Bloomberg vowed to appeal the ruling.
“If this decision were to stand,” Bloomberg said the drop in violent crime could be reversed and would ultimately “make our city, and in fact the whole country, a more dangerous place.”
Kelly, also present, shot down the accusations that the NYPD has been racially profiling New Yorkers, calling them “disturbing and offensive” and reminded residents that the NYPD is the most racially and ethnically diverse police department in the world.
Currently, the New York City Council is considering overriding a mayoral veto of the Community Safety Act, a bill that would create an Inspector General for the NYPD and allow victims of stop-and-frisk to charge police for racial profiling.
If the Inspector General role is created and Scheindlin’s appointment of independent monitor Peter Zimroth, a former prosecutor for the Manhattan district attorney’s office, holds up, the NYPD will have two outsiders monitoring its policies and activities.
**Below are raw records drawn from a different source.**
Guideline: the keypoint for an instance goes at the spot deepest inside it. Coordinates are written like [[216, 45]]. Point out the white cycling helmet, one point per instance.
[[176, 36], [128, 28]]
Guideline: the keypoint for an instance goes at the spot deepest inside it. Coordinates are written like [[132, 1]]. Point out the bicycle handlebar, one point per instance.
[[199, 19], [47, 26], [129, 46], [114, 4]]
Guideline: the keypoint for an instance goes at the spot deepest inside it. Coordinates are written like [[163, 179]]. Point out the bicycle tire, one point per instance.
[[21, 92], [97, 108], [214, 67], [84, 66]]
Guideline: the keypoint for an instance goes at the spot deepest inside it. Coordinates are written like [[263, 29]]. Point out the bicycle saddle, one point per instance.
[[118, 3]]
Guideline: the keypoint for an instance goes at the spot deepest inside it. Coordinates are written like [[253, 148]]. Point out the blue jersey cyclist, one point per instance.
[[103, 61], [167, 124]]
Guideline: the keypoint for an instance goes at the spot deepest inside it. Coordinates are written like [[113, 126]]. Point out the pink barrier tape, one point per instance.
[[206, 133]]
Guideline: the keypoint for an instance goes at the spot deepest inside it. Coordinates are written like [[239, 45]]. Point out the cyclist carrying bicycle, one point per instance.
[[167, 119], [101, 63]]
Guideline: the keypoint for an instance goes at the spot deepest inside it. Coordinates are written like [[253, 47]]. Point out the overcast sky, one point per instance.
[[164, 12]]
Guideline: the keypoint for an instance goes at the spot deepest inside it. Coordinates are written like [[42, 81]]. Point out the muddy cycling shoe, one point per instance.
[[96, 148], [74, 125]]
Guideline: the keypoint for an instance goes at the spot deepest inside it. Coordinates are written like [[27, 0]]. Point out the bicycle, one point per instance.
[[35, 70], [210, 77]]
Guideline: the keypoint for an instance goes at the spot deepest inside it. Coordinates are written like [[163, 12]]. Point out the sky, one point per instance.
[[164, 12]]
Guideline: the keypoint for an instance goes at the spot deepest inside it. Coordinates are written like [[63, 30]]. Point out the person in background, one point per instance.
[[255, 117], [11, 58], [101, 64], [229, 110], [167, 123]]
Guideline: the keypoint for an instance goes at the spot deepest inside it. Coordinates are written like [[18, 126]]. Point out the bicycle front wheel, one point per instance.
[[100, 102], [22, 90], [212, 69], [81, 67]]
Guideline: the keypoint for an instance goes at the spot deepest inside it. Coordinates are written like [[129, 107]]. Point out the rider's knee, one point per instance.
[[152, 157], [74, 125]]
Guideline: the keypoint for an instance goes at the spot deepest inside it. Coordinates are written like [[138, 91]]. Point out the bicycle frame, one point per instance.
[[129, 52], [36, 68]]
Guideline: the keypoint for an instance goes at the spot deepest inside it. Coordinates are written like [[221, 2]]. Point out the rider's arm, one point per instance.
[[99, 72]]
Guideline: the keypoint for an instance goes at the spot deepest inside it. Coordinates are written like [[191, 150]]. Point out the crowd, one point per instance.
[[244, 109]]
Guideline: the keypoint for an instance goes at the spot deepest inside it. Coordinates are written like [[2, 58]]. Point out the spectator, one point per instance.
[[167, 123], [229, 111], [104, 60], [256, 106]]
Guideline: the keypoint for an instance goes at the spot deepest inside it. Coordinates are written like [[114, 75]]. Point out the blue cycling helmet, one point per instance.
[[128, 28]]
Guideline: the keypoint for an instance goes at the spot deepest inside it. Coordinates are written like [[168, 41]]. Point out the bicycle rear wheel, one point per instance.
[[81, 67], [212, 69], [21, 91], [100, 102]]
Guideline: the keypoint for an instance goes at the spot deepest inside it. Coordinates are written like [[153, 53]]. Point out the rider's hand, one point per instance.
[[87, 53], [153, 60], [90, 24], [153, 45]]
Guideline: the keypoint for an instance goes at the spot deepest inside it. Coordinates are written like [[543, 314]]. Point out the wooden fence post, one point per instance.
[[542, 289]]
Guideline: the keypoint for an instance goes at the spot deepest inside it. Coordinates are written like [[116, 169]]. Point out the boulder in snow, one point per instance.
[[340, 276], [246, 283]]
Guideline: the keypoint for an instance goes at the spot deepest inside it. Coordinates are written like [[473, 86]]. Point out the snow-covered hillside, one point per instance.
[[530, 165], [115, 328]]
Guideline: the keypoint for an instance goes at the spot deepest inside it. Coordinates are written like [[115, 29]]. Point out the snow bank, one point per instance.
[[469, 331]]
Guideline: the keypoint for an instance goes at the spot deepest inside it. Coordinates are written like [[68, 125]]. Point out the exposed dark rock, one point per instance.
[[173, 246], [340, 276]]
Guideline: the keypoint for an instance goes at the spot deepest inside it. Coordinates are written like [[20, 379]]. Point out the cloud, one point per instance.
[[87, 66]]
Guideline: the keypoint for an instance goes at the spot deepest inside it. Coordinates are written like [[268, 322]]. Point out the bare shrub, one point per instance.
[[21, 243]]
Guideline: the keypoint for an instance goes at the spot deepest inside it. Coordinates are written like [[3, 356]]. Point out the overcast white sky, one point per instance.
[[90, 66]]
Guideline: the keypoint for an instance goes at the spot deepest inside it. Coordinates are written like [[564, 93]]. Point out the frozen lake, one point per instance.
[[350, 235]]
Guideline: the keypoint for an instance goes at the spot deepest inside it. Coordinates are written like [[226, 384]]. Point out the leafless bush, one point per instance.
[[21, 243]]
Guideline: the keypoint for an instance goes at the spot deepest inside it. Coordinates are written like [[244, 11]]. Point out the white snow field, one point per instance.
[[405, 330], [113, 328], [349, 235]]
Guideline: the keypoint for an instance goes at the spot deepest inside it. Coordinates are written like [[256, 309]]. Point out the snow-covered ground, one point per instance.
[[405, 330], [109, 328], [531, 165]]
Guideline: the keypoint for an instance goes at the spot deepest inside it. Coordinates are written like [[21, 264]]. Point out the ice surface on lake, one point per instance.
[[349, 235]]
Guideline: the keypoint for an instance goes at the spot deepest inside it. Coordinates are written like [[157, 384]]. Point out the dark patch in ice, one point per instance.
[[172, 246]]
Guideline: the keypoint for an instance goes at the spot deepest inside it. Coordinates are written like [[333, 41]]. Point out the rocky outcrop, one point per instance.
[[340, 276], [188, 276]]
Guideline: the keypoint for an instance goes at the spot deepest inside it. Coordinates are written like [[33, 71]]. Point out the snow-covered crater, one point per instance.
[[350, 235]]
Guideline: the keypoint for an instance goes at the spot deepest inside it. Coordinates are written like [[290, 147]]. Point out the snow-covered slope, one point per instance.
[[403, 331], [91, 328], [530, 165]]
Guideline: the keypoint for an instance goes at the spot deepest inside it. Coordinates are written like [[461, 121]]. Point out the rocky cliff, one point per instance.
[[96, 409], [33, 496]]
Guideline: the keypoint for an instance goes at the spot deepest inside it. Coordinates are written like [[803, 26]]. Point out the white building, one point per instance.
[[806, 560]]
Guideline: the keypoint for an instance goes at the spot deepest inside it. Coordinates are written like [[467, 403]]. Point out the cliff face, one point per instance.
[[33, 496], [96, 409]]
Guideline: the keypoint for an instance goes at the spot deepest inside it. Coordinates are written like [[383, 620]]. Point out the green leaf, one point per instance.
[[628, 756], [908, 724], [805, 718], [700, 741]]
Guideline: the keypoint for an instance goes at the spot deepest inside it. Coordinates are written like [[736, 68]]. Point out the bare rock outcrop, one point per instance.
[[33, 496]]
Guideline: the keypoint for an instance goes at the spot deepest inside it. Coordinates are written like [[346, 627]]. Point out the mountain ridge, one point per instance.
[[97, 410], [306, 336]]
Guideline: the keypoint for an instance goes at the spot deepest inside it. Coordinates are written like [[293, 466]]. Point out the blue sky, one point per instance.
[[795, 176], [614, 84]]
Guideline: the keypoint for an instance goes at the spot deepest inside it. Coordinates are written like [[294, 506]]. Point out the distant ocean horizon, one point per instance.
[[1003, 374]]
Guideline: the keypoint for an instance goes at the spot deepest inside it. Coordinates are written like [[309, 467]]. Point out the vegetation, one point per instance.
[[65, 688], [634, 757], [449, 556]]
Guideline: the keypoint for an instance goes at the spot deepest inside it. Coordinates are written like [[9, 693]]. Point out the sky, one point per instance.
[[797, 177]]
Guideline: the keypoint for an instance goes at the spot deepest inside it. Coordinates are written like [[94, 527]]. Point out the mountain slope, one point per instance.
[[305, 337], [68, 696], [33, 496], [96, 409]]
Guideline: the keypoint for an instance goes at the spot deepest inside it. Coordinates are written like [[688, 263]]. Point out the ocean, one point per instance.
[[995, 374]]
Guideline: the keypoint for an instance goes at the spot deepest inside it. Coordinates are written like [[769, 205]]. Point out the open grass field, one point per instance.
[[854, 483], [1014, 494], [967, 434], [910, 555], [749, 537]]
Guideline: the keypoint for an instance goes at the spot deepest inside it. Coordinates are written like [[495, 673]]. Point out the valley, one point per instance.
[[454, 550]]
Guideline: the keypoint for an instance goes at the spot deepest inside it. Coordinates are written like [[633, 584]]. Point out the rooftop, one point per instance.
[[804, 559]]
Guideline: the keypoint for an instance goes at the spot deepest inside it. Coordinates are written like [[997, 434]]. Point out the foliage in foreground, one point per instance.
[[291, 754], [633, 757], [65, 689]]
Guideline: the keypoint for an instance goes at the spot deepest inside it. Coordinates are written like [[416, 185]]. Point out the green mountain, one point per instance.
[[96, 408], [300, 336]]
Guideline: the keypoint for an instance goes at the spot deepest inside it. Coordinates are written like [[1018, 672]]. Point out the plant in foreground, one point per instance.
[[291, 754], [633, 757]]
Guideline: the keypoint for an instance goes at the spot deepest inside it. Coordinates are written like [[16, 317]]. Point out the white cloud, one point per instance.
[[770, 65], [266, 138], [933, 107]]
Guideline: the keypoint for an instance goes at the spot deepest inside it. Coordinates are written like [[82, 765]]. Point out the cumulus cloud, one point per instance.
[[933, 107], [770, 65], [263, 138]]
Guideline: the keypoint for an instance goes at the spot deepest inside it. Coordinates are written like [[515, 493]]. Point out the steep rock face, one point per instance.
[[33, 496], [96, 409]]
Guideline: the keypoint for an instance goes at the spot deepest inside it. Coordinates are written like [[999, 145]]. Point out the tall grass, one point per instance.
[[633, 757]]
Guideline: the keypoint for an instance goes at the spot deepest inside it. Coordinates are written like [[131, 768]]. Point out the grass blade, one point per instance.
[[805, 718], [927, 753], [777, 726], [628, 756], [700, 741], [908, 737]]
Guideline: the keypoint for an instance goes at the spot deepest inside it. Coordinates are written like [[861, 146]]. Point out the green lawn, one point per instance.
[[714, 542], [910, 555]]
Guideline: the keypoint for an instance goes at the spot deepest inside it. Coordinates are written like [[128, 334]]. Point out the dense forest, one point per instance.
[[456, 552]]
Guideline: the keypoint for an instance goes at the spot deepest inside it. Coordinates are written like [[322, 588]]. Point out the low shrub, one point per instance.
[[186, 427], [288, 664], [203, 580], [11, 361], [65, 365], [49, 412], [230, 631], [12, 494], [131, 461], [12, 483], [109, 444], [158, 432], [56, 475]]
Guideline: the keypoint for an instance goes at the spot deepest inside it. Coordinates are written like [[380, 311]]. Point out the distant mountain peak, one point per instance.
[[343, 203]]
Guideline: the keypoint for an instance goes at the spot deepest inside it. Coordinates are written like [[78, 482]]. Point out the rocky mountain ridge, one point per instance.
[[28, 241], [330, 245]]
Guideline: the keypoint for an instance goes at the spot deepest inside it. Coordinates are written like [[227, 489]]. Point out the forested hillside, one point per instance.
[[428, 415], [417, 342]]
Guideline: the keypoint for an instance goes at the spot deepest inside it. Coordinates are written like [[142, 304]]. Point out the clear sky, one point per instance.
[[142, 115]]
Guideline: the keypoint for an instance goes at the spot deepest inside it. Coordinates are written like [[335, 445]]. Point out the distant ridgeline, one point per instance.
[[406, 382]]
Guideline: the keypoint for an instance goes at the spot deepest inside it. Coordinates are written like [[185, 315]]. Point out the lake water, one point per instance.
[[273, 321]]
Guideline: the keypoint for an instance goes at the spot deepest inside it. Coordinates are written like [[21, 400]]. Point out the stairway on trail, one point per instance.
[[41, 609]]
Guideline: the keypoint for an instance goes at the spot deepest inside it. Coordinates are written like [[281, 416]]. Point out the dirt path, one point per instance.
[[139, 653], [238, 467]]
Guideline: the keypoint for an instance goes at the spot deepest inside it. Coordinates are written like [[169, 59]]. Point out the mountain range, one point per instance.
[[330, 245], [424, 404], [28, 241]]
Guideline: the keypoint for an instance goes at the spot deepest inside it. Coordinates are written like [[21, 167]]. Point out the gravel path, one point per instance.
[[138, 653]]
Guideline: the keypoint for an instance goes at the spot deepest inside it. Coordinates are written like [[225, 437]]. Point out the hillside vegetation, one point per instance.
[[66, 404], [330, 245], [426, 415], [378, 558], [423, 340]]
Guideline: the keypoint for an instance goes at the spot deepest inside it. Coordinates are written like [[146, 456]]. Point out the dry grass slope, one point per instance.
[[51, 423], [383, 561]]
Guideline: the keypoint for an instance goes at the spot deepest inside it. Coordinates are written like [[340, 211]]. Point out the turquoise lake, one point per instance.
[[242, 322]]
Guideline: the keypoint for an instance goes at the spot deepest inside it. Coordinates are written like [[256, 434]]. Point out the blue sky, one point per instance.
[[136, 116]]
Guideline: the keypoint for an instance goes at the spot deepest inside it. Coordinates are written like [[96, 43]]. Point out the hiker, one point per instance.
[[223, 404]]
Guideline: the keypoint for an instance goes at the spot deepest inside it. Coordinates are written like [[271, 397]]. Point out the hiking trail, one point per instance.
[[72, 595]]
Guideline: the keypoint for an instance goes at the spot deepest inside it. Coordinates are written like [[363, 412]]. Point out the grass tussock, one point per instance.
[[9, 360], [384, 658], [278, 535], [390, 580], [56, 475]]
Before this summer, there were none.
William Cannon, a criminal justice professor at Monroe College who is also a 27-year veteran of the NYPD, has mixed feelings on stop-and-frisk tactics. He called the NYPD’s policy “a good one” because he said it has resulted in huge decreases in crime. But he said the NYPD erred when it began pushing stop-and-frisk as a required activity.
Cannon, who feared the decision would embolden people to carry guns on the street, said the make-up of those stopped was “consistent with the people who are appearing on the crime reports. The reason why they are targeting young black and Hispanic people is because they show up on the crime reports.”